Suara.com - Seorang perempuan yang nekat nonton konser reuni F4 bertaju FForever pada akhir pekan lalu bikin viral.
Sebabnya, si perempuan baru didiagnosis mengidap campak, tiga hari sebelum acara berlangsung.
Pengakuan perempuan tersebut disampaikan di media sosial dan langsung memicu kemarahan publik.
Bahkan, Kementerian Kesehatan (Kemenkes) ikut turun tangan mengomentari kasus ini.
Kejadian ini bermula ketika pemilik akun Threads @theolawp mengunggah foto kondisi kakinya yang dipenuhi ruam merah tebal.
Foto tersebut disandingkan dengan foto dirinya bersama pasangannya di barisan kursi penonton.
Dalam unggahan tersebut, dia bercerita mengenai pengalamannya menonton konser yang berlangsung pada tanggal 28 hingga 30 Mei 2026 kemarin.
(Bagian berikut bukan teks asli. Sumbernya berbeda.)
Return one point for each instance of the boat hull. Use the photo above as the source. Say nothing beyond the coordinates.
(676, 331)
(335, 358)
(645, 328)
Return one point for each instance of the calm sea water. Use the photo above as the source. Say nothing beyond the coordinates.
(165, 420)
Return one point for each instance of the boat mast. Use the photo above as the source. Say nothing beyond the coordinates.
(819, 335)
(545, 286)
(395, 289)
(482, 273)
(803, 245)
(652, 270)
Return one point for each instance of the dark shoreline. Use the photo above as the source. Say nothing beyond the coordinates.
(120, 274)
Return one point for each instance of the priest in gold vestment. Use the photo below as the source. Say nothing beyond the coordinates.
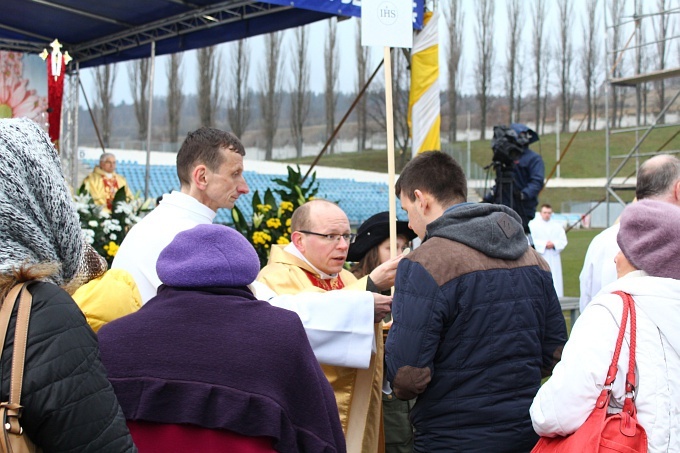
(104, 182)
(314, 259)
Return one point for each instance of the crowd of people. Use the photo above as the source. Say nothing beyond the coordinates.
(185, 344)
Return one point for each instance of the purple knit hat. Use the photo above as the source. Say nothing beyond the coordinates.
(650, 237)
(208, 255)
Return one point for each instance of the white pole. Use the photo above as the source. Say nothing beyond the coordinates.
(390, 151)
(148, 121)
(467, 169)
(557, 140)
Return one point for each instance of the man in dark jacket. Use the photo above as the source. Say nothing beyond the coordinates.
(526, 168)
(477, 323)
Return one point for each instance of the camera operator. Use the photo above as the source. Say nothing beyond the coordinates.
(519, 171)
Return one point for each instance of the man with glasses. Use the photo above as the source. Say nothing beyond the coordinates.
(339, 325)
(314, 260)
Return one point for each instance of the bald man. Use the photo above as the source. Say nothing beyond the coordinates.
(658, 179)
(314, 260)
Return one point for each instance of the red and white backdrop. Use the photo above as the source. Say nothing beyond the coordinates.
(29, 88)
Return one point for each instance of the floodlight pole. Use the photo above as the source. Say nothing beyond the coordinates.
(389, 122)
(147, 175)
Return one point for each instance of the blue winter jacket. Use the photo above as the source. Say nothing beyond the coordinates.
(476, 306)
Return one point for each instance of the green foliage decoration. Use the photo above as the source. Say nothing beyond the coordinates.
(105, 230)
(270, 222)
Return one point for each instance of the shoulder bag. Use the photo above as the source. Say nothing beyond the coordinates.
(13, 438)
(601, 432)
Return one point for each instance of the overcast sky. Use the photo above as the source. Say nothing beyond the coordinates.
(346, 38)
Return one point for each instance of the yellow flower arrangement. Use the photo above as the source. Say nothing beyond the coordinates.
(260, 237)
(269, 216)
(274, 222)
(111, 248)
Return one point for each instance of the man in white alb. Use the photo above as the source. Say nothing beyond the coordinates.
(339, 324)
(550, 239)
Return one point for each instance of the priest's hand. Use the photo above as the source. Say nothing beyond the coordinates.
(410, 382)
(382, 305)
(383, 275)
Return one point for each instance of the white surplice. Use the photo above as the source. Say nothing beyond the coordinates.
(541, 233)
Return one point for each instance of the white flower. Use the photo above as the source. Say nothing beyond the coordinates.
(88, 235)
(110, 225)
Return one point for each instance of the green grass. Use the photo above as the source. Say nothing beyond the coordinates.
(585, 158)
(572, 258)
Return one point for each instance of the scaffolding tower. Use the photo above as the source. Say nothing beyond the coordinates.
(619, 79)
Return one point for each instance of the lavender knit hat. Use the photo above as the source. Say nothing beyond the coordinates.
(650, 237)
(208, 255)
(38, 221)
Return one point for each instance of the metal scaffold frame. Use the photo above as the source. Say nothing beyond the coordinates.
(616, 79)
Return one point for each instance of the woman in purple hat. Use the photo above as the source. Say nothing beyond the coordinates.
(205, 366)
(648, 267)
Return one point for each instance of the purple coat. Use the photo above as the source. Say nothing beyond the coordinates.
(220, 359)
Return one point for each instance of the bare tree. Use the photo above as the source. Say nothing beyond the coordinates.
(105, 78)
(546, 63)
(565, 16)
(454, 22)
(175, 97)
(520, 78)
(138, 72)
(362, 56)
(299, 94)
(270, 85)
(209, 76)
(484, 10)
(331, 66)
(238, 107)
(538, 50)
(514, 36)
(590, 56)
(661, 48)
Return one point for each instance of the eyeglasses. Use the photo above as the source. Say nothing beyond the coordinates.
(348, 237)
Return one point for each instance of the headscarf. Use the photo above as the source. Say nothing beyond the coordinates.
(38, 220)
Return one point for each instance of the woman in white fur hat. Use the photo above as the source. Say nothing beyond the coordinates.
(648, 268)
(68, 403)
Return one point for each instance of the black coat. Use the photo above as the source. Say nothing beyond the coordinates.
(69, 404)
"Masih enggak nyangka kemarin bisa punya kesempatan nonton F4, karena... H-3 aku kena campak dong," tulis @theolawp dengan percaya diri.
"Dengan kondisi kulit sebadan kayak gini+menular banget," katanya menyambung. Postingan tersebut pun kini telah dihapus setelah viral.
"Dah bener-bener pasrah... Mencoba untuk menerima legowo, ikhlasin aja itu tiket hangus, belajar tetap bersyukur dikasih sakit begini, bukan yang lebih parah lagi."
Perempuan tersebut lalu mengaku mendapat keajaiban karena diberikan kesembuhan tepat sebelum hari konser berlangsung.
"Dan di saat sikap hati diuji, di situ miracle pun itu ada. Gue dikasih sembuh dan bisa nonton Ase sedekat ini. Makasih Tuhan Yesus baik banget," imbuhnya.
Tindakan perempuan yang menganggap kesembuhan instannya sebagai sebuah mukjizat ini menuai kecaman hebat dari publik dan tenaga medis karena dinilai sangat egois.
Campak dikenal sebagai salah satu penyakit dengan tingkat penularan udara yang sangat tinggi.
Dokter spesialis sekaligus edukator kesehatan, dr Adam Prabata meluapkan kemarahannya secara terbuka di media sosial setelah melihat unggahan tersebut viral pada Selasa, 2 Juni 2026.